Mots-clés : profession • avocat • déontologie • usurpation de titres • étrangers


 

La pratique du métier d’avocat fait parfois naître des interrogations nouvelles en particulier lorsqu’elle concerne sa communication, domaine qui a fait l’objet d’une libéralisation sous l’impulsion de l’Union européenne. La cour d’appel de Lyon a justement été saisie d’une interrogation digne d’intérêt en la matière. En l’espèce, deux avocats stéphanois ont traduit leurs titres d’avocat en langues étrangères.  Plus précisément, accolée à la mention avocat, ils ont agrémenté leurs plaques professionnelles des mentions «lawyers», «rechtsanwalt» et «abogados». Cette traduction en langues étrangères (anglaise, allemande et espagnole) n’a pas été du goût de M. le Bâtonnier de l’Ordre des avocats de Saint-Etienne qui leur a demandé de justifier les titres leur permettant de recourir à de telles mentions ou, à défaut, de retirer ces mentions aux motifs que le titre d’avocat ne peut être employé que dans la langue officielle de l’état dans lequel il a été obtenu. Les professionnels, estimant alors ne pas être en infraction vis-à-vis des règles déontologiques, n’ont pas accepté de se soumettre à de telles exigences et l’affaire s’est retrouvée devant le conseil de l’Ordre qui s’est décidé, conformément à la position du Bâtonnier le 7 janvier 2019, en considérant que les mentions litigieuses n’étaient pas constitutives d’une simple traduction mais d’une référence à un titre faisant en l’espèce défaut. Les avocats ont alors contesté cette délibération devant la cour d’appel de Lyon qui a rejeté leur recours dans un arrêt du 12 décembre 2019 (arrêt commenté).

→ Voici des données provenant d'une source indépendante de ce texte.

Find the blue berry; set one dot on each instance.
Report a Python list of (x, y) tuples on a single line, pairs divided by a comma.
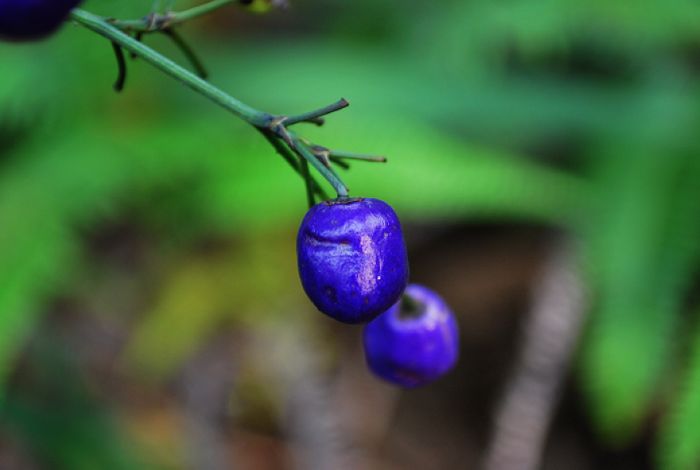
[(22, 20), (414, 342), (352, 258)]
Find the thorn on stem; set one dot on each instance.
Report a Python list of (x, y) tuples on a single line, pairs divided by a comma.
[(357, 156), (313, 116), (121, 67), (139, 37)]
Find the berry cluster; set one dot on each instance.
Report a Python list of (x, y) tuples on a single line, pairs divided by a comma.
[(351, 252), (354, 268)]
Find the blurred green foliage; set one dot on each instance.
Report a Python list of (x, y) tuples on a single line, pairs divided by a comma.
[(579, 115)]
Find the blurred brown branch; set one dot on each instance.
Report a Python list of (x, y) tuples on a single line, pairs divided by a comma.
[(551, 333)]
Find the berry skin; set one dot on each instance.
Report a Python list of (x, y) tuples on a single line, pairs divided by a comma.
[(26, 20), (414, 342), (352, 258)]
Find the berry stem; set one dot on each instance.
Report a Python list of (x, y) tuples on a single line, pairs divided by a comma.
[(121, 68), (313, 116), (273, 127), (103, 28), (155, 22)]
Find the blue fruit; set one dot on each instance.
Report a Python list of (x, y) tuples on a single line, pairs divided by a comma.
[(415, 341), (352, 258), (25, 20)]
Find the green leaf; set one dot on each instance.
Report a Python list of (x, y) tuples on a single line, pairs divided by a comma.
[(641, 248)]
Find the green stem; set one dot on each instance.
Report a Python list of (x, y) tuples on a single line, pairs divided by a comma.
[(261, 120), (327, 172), (114, 34), (155, 22)]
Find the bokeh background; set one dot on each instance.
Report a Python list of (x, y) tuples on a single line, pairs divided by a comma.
[(150, 311)]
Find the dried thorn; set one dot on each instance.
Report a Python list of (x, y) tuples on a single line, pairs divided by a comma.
[(312, 115), (139, 37), (358, 156), (121, 68), (340, 163), (322, 153)]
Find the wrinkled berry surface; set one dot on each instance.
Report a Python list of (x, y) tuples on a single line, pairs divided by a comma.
[(352, 258), (22, 20), (413, 347)]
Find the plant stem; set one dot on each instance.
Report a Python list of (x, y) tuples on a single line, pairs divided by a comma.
[(155, 22), (357, 156), (114, 34), (259, 119), (314, 115)]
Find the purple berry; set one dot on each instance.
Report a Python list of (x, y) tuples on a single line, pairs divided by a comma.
[(22, 20), (415, 341), (352, 258)]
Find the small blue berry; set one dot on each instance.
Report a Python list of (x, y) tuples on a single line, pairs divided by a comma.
[(414, 342), (352, 258), (25, 20)]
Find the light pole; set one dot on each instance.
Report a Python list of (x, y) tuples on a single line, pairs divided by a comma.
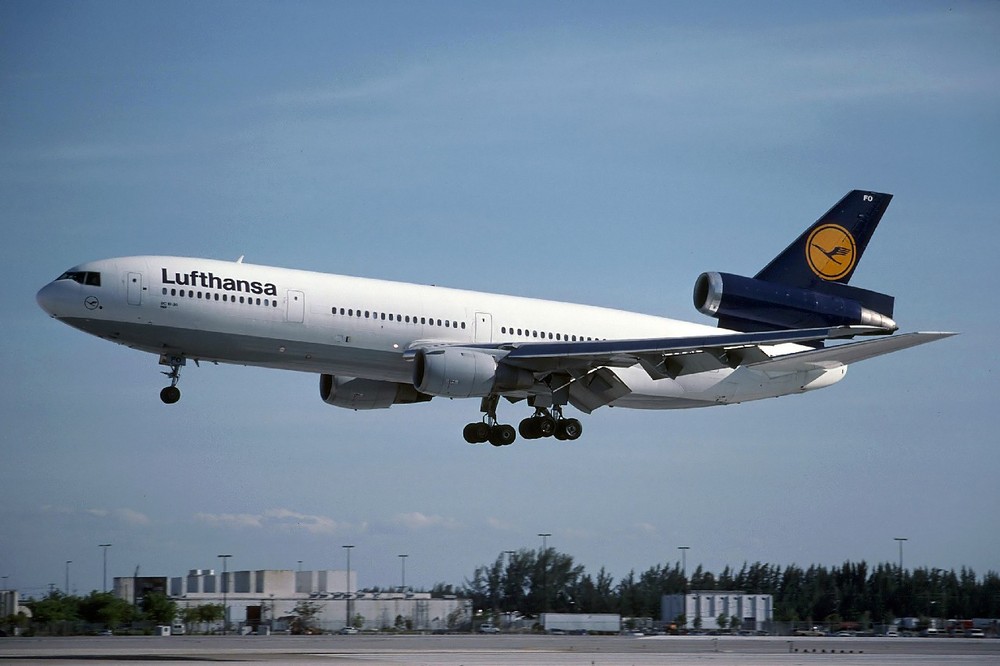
[(105, 546), (402, 560), (348, 549), (545, 570), (225, 593), (900, 540)]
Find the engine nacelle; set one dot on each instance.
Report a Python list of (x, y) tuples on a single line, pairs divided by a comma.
[(746, 303), (356, 393), (456, 372)]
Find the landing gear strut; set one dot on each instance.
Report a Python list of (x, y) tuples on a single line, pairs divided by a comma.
[(544, 423), (488, 430), (547, 423), (172, 394)]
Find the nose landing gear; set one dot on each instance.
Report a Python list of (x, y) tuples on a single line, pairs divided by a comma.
[(172, 394)]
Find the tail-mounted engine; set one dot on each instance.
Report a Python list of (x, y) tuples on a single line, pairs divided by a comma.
[(748, 304), (457, 372), (357, 393)]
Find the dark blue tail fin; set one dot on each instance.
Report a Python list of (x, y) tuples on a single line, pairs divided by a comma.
[(829, 250), (806, 285)]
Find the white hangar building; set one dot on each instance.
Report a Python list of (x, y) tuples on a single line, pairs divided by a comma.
[(754, 611), (267, 598)]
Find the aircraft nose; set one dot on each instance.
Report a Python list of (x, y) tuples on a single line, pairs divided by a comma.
[(48, 298)]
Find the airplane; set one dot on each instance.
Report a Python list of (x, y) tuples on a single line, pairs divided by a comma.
[(375, 343)]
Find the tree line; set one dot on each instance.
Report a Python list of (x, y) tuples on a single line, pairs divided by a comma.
[(60, 613), (535, 581)]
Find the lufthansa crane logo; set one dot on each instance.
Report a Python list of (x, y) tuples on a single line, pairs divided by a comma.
[(831, 251)]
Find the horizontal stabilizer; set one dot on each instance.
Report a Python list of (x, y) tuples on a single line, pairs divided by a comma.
[(832, 357)]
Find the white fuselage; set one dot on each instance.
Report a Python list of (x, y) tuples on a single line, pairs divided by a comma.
[(244, 314)]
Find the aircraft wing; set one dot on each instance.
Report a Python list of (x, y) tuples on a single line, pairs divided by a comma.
[(581, 369), (686, 352), (845, 354)]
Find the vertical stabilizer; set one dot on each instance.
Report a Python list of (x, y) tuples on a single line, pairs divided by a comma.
[(829, 250)]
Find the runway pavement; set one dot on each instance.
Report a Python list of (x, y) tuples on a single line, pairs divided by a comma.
[(460, 650)]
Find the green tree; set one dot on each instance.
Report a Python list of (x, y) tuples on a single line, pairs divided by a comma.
[(159, 608), (105, 608), (305, 617), (55, 611), (210, 613)]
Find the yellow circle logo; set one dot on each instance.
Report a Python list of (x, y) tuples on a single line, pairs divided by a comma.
[(831, 251)]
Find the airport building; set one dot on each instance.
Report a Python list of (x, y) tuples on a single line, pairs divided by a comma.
[(701, 609), (266, 600)]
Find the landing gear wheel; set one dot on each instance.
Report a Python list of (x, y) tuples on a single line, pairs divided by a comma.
[(528, 428), (502, 435), (569, 429), (545, 425), (170, 395), (476, 433)]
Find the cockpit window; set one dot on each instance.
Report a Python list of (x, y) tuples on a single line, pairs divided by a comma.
[(89, 278)]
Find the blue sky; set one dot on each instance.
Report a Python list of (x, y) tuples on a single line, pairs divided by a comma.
[(604, 153)]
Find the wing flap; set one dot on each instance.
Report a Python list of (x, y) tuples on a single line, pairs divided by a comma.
[(653, 353), (845, 354)]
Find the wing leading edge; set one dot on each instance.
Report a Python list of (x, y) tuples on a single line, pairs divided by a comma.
[(580, 372)]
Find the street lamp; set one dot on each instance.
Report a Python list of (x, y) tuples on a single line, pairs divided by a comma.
[(900, 540), (545, 570), (225, 592), (684, 550), (348, 549), (105, 546)]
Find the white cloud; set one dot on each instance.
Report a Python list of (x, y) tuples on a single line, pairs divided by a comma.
[(285, 519), (417, 521)]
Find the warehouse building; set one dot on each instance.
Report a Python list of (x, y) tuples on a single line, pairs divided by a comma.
[(702, 608), (265, 600)]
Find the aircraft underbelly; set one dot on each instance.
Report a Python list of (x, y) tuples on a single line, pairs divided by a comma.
[(243, 349)]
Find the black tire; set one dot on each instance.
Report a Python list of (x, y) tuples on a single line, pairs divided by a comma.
[(502, 435), (170, 395), (545, 425), (571, 428), (476, 432)]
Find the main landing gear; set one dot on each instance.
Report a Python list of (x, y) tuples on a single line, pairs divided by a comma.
[(544, 423), (172, 394)]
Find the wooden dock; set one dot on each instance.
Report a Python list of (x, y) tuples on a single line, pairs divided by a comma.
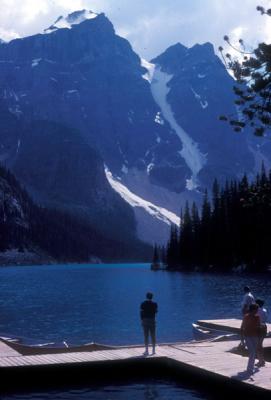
[(231, 325), (208, 363)]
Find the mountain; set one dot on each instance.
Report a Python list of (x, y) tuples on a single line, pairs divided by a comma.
[(98, 114), (61, 171), (200, 90)]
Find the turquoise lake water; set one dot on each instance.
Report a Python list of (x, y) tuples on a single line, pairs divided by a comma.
[(100, 303)]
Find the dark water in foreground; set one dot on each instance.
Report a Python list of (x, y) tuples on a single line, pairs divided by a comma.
[(160, 390), (82, 303)]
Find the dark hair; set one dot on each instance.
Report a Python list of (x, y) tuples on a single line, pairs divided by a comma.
[(253, 307), (260, 302)]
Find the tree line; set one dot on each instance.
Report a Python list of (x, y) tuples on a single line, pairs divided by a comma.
[(52, 233), (231, 229)]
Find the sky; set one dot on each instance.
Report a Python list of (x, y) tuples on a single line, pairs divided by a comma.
[(151, 26)]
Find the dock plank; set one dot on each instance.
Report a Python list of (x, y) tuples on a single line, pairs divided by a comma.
[(215, 358), (230, 325)]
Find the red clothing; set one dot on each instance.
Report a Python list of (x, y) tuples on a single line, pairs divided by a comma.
[(251, 325)]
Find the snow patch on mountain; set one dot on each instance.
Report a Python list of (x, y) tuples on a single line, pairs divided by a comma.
[(203, 103), (150, 70), (156, 212), (74, 18), (190, 152)]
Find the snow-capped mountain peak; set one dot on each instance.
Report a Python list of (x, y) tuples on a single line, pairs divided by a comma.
[(75, 18)]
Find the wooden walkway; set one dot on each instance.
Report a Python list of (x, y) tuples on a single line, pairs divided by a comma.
[(230, 325), (207, 358)]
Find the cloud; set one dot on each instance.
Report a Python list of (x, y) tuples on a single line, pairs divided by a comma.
[(151, 26)]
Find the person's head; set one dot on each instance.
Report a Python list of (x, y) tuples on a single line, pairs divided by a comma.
[(260, 302), (149, 296), (253, 308), (246, 289)]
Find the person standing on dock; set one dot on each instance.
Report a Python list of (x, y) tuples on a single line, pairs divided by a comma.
[(248, 299), (250, 333), (148, 311), (262, 312)]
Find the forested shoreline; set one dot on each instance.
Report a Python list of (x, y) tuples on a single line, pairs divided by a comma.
[(231, 230)]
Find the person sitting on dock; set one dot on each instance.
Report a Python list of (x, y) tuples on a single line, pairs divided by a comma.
[(148, 311), (262, 312), (248, 299), (250, 332)]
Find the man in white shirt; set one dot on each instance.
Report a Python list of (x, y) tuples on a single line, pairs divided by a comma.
[(248, 299)]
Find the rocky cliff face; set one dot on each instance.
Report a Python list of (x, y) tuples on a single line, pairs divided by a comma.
[(88, 102)]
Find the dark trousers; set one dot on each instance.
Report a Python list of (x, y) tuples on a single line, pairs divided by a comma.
[(149, 331)]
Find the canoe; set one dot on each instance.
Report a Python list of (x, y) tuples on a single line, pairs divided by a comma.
[(202, 333), (53, 348)]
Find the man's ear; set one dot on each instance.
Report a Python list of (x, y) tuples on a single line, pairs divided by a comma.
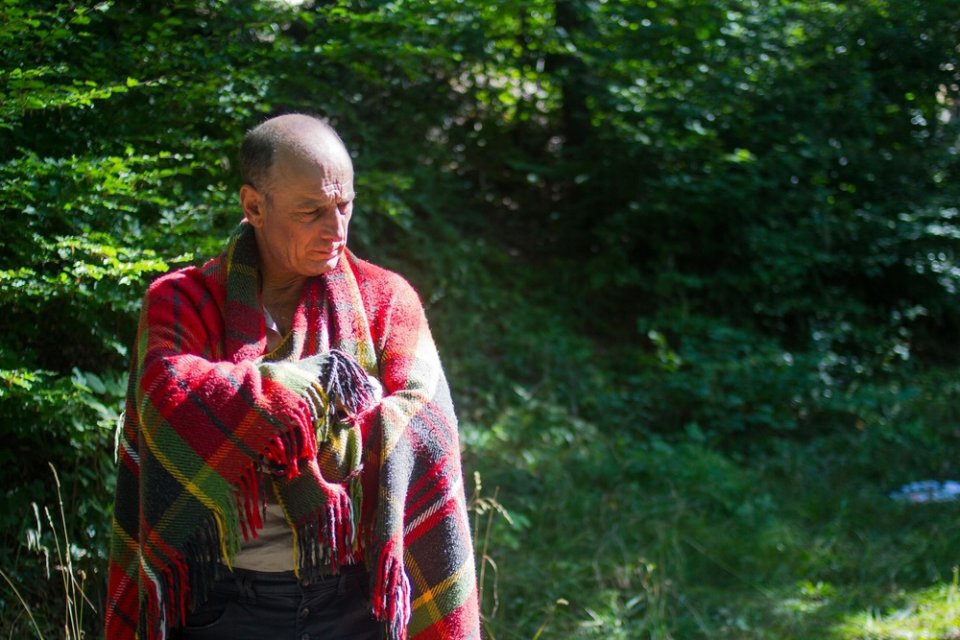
[(252, 202)]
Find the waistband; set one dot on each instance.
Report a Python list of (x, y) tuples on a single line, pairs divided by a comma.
[(247, 582)]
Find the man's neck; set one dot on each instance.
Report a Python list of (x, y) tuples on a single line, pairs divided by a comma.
[(281, 295)]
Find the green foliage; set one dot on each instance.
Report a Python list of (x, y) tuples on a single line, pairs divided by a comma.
[(691, 265)]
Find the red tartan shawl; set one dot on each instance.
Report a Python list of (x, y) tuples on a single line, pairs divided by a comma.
[(206, 411)]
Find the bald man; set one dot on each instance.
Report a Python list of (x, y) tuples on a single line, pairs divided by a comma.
[(289, 459)]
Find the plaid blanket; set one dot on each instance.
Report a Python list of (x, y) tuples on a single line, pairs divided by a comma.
[(211, 422)]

            Ce recours est articulé autour de deux moyens. Le premier d’ordre procédural ne retiendra pas l’attention dans la mesure où il ne fait pas l’objet d’un véritable débat devant les juges du fond. Les avocats ont notamment fait valoir que la notification de la délibération est irrégulière car elle est l’œuvre de la secrétaire de l’instance ordinale et non du Bâtonnier lui-même. Ils ajoutent que la délibération contient des mentions incomplètes et incorrectes puisqu’elle se contente de viser la possibilité d’un recours devant le premier président sans préciser la juridiction en cause. La cour d’appel de Lyon rejette ces arguments. Elle rappelle, d’une part, qu’aucun texte ne prévoit de formalisme particulier concernant l’auteur de la notification de la délibération en sorte qu’une délégation au profit de la secrétaire n’était pas nécessaire et décide, d’autre part, que les mentions inexactes ou manquantes de la délibération sont en l’espèce sans incidence puisque « les appelants ayant pu exercer leur droit de recours à son encontre» (sur ce point, v., Cass. civ. 1, 26 janvier 1982, n° 80-17109 N° Lexbase : A0229CKP, Bull. civ. I, n° 39).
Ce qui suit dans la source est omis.